20 July 2006

God Said: Quit Loving Your Wife. Now Have More Kids.

There was a great page-two article in Wednesday's Washington Post (here) that was seriously hilarious. And I mean HILARIOUS. As you know (well, most of you probably have real hobbies), Tuesday the House was debating the Marriage Amendment. That's right, the one that was defeated by the Senate like, I don't know, at least one Crime Emergency ago? The very same amendment that cannot be passed into law unless the Senate passes it with a supermajority. Which it did not. So we are paying for congressmen and women to sit around and discuss things that are not a possibility.
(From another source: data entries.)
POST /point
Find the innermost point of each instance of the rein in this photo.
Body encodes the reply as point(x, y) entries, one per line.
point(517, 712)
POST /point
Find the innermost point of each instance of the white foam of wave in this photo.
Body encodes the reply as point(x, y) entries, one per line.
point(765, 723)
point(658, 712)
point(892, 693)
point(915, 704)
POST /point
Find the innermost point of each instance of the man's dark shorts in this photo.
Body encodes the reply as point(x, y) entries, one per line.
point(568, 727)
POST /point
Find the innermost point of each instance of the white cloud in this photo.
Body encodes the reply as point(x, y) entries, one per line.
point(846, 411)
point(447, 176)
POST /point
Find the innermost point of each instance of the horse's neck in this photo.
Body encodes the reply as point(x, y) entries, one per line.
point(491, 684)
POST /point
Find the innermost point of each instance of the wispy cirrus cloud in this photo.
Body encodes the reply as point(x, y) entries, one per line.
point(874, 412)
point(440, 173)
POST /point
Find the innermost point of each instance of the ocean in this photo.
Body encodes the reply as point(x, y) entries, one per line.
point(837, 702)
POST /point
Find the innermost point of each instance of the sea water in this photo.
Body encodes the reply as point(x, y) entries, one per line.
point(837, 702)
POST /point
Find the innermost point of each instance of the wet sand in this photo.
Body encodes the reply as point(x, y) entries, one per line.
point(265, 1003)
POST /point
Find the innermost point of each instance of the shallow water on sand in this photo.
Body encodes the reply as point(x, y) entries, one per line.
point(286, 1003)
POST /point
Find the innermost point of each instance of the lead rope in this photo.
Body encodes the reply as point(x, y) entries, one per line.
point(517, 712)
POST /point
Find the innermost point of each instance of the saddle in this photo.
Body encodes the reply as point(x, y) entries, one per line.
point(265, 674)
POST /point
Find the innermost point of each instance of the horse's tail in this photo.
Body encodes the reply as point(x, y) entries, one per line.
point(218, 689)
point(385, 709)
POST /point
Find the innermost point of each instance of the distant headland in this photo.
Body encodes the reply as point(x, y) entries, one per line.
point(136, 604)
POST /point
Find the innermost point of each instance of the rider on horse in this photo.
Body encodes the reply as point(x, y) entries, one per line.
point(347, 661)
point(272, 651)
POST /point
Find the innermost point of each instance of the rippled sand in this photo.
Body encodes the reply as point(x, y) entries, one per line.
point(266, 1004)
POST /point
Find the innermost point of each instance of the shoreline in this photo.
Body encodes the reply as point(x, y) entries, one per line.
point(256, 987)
In light of this clarification of the House's role, I present the next five most important things to be decided:

  1. My Little Pony's™: Threat to Alaska

  2. Defeating the Danger: Dangling Participles

  3. Gravity: Just Vote No!

  4. Threat Level Abrahamoff

  5. The Naming of The “Scooter” Washington National Airport

Apparently God was speaking to the Republicans on Tuesday, and this is what he was telling them about protecting marriage for fat white guys: “It's part of God's plan for the future of mankind,” said John Carter from Texas. Really? God's plan for MANKIND? I thought his whole plan was to get it so that we could walk on two feet. I doubt God had much more in mind after that. Bob Beauprez agreed, “We best not be messing with His plan”. Yes, we best not be using standard English either. Can't have the hispanics catching on and learnin' it up. They mights pass the citizen test, then.
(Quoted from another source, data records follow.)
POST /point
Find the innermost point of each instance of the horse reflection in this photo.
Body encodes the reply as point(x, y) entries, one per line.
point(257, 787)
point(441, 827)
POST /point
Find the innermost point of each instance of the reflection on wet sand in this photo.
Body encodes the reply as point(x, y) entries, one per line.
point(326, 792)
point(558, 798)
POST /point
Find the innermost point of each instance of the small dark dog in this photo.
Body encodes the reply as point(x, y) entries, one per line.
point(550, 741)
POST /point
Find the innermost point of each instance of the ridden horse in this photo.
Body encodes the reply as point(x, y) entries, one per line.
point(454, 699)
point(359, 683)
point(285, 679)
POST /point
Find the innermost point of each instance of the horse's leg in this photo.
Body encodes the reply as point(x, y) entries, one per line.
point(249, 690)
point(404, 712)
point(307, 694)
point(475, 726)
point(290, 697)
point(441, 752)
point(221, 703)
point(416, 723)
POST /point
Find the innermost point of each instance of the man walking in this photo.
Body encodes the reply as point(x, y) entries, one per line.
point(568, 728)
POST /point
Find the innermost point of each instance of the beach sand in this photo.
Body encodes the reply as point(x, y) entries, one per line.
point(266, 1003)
The best quote of the entire shameful chicanery come from a man who comes from close to where I come from (the pride, oh the pride welling up), Todd Akin from Missouri. “Marriage is not about love. It's about a love that can bear children.” I think we can safely assume that Ms. Akin made him get his tubes snipped along time ago, if only to ensure there was no one to assume his political legacy. So there you have it folks, from the mouths of Republican Christans: gays can't marry because that would mean that straight guys love their wives. Case closed.

You thrust just like so to make loveless babies. God said.


Mrs. Tarquin Biscuitbarrel said...

So that's what marriage is about? The only thing? Having children? Well, Pat Buchanan doesn't have any--does that make his marriage invalid? John Roberts and his wife bought their children rather than breeding them, what about their marriage?? Grrrrr.